Menurut Afi, saat ini tren wisata selfie terasa membosankan, apalagi sejak hadirnya kafe-kafe instagramable (kafe dengan desain kekinian yang menyediakan spot foto), dia lebih memilih pergi ke kafe karena dia bisa selfie sekaligus merasakan pengalaman menyantap makanan lezat. "Kalau ke alam kan jauh jadi cuma sekali-kali. Kalau cuma mau selfie mendingan ke kafe aja dekat kan," kata Afi.

Senada dengan Afi, salah satu pengunjung Upside Down World Jogja, Yudhistira Adi, 20, mengatakan dia masih berpikir ulang apabila harus berkunjung ke objek wisata tersebut berkali-kali. "Ini kunjungan pertama, belum tahu mau kesini lagi apa enggak. Dipikir-pikir bingung juga ya kalau sudah selfie mau ngapain [lagi]?" kata Adi.

Pengamat Pariwisata dari Pusat Studi Pariwisata Universitas Gadjah Mada (Puspar UGM), Prof Baiquni, mengatakan tingginya tren wisata selfie dipicu kebutuhan orang-orang untuk mengaktualisasikan dirinya di media sosial.  Baiquni menilai kini tren wisata selfie sudah sangat menurun.

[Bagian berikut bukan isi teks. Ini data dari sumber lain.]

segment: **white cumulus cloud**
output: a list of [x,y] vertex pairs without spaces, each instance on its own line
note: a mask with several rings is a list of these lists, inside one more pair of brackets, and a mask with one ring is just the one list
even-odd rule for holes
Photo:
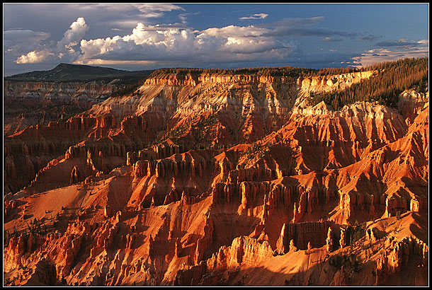
[[52,52],[47,50],[33,51],[27,54],[19,57],[15,62],[17,64],[37,64],[46,60],[50,56],[53,55]]
[[251,19],[264,19],[268,16],[267,13],[256,13],[250,15],[249,16],[240,17],[239,19],[240,20],[251,20]]
[[[60,51],[72,50],[72,47],[78,45],[83,39],[87,30],[89,30],[89,25],[86,23],[84,18],[78,18],[76,21],[71,24],[69,28],[64,33],[63,38],[57,42],[57,49]],[[73,50],[71,52],[73,52]]]

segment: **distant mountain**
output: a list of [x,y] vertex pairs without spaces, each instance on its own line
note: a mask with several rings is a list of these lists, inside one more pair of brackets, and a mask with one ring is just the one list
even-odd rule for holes
[[152,71],[153,70],[128,71],[101,66],[60,64],[49,71],[35,71],[19,74],[6,76],[4,79],[6,81],[50,82],[100,81],[103,83],[118,79],[117,83],[127,83],[135,81],[137,79],[146,78]]

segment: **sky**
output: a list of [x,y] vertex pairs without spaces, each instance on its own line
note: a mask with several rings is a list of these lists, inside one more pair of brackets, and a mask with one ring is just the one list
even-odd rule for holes
[[59,63],[361,66],[428,56],[428,4],[4,4],[4,76]]

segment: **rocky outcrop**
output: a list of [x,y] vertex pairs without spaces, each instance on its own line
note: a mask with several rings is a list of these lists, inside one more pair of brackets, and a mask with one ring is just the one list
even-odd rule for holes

Pelaku wisata harus melakukan inovasi jika tetap ingin menonjolkan wisata selfie sebagai andalan objek wisata. Salah satunya adalah inovasi yang dapat memberi nilai berkelanjutan dari objek selfie yang ditawarkan.

"Kalau sekadar selfie dengan objek, akan cepat selesai trennya. Jika didorong memaknai objek tersebut, misalnya diedukasi soal pohon, soal sejarah dari objek selfie tersebut, orang akan menemukan pengalaman yang baru. Ada banyak bentuk inovasi, intinya adalah menawarkan pengalaman," kata Baiquni.

Ia mencontohkan perlunya pengelola objek wisata bekerja sama dengan petani, perajin, dan pembuat kopi. “Wisatawan yang datang akan ikut memanen padi, buat gerabah atau menumbuk kopi. Tren wisata sekarang begitu. Itu nanti jatuhnya juga selfie kok, akan tetapi mereka selfienya saat kegiatan itu. Sama-sama selfie, tetapi lebih experiencing [memberi pengalaman]," kata Baiquni.